In [2]:
import pandas as pd
import math
import random
import sqlite3
import numpy as np

# Define a simple linear regression function
def LinearRegressionFit(X, y):
    n = len(X)
    x_mean = sum(X) / n
    y_mean = sum(y) / n

    numerator = sum((X[i] - x_mean) * (y[i] - y_mean) for i in range(n))
    denominator = sum((X[i] - x_mean) ** 2 for i in range(n))

    b1 = numerator / denominator
    b0 = y_mean - b1 * x_mean

    return b0, b1

# Load your historical data up to 2020
data = pd.read_csv('C:/Users/PREDATOR/Documents/college project/renewable.csv')

# Handle missing values (you can use imputation or drop rows with missing values)
data = data.dropna()

# Define the independent variables (features) and target variable
feature_columns = ['Electricity from hydro (TWh)', 'Electricity from wind (TWh)', 'Electricity from solar (TWh)', 'Other renewables including bioenergy (TWh)', 'Total (TWh)']

# Create a new DataFrame for the years 2021 to 2050
years = list(range(2021, 2051))

# Initialize a list to store predictions for each entity and each column
all_predictions = []

# Group the data by the 'Country' column and rename it to 'Entity'
grouped_data = data.groupby('Entity')

# Function to calculate the probability of achieving the predicted outcome
def calculate_probability(prediction, prediction_interval):
    if prediction <= prediction_interval[1] and prediction >= prediction_interval[0]:
        return "High"
    else:
        return "Low"

# Function to calculate the confidence level in terms of percentage
def calculate_probability_percentage(prediction, prediction_interval):
    if prediction <= prediction_interval[1] and prediction >= prediction_interval[0]:
        probability = 95  # If within interval, probability is 95%
    else:
        prediction_range = prediction_interval[1] - prediction_interval[0]
        prediction_distance = min(abs(prediction - prediction_interval[0]), abs(prediction - prediction_interval[1]))
        probability = max(0, 100 - (prediction_distance / prediction_range) * 100)

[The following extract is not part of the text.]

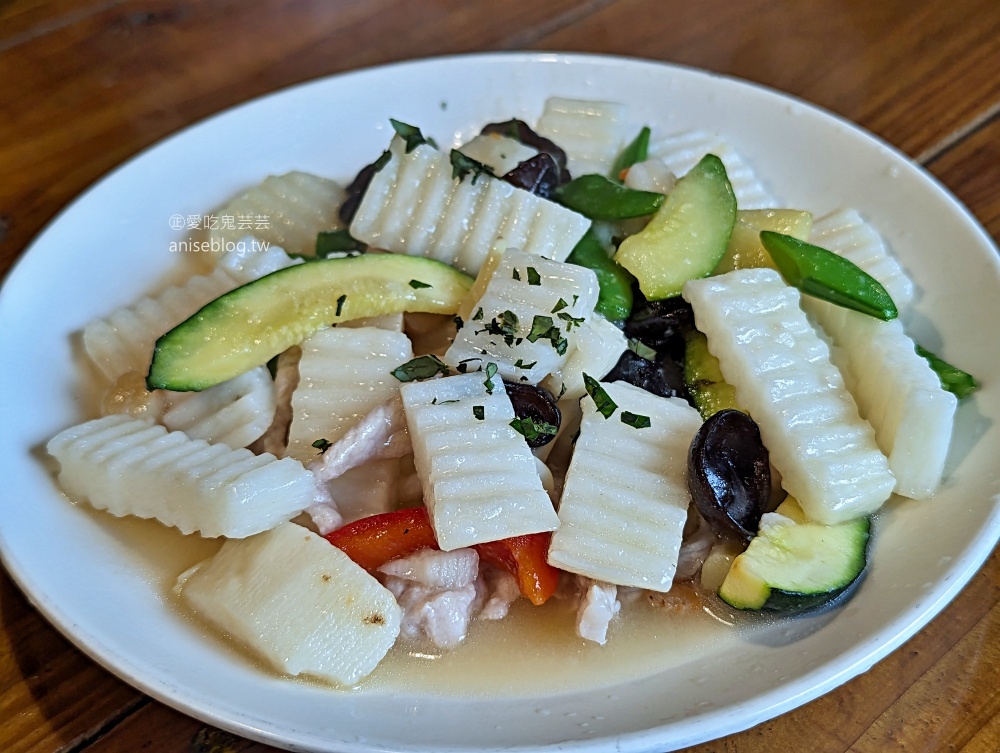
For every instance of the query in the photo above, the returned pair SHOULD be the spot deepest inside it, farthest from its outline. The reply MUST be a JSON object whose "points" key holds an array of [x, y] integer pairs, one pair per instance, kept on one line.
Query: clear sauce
{"points": [[535, 650]]}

    # Add or subtract a random value between -5 and 5 to the probability
    probability += random.uniform(-5, 5)
    probability = max(90, min(100, probability))  # Ensure the probability stays between 90 and 100
    return round(probability, 2)

# Iterate through each entity group
for entity, entity_data in grouped_data:
    # Initialize dictionaries to store predictions for the current entity for each column
    predictions = {'Entity': entity}
    
    # Iterate through each column and perform linear regression
    for column in feature_columns:
        X = entity_data['Year'].tolist()
        y = entity_data[column].tolist()
        
        # Calculate b0 and b1 for the current entity and column
        b0, b1 = LinearRegressionFit(X, y)
        
        # Make predictions for the current entity and column for the years 2021 to 2050
        column_predictions = []
        prediction_intervals = []  # Store prediction intervals
        probabilities = []  # Store probabilities for each year
        probabilities_percentage = []  # Store probabilities percentage for each year
        
        for year in years:
            prediction = b0 + b1 * year
            if prediction < 0:
                prediction = 0
            
            # Calculate prediction intervals
            n = len(X)
            x_mean = sum(X) / n
            SSxx = sum((x - x_mean) ** 2 for x in X)
            std_error = 1.96 * math.sqrt(1/n + (year - x_mean) ** 2 / SSxx) * np.std(y)
            prediction_interval = (prediction - std_error, prediction + std_error)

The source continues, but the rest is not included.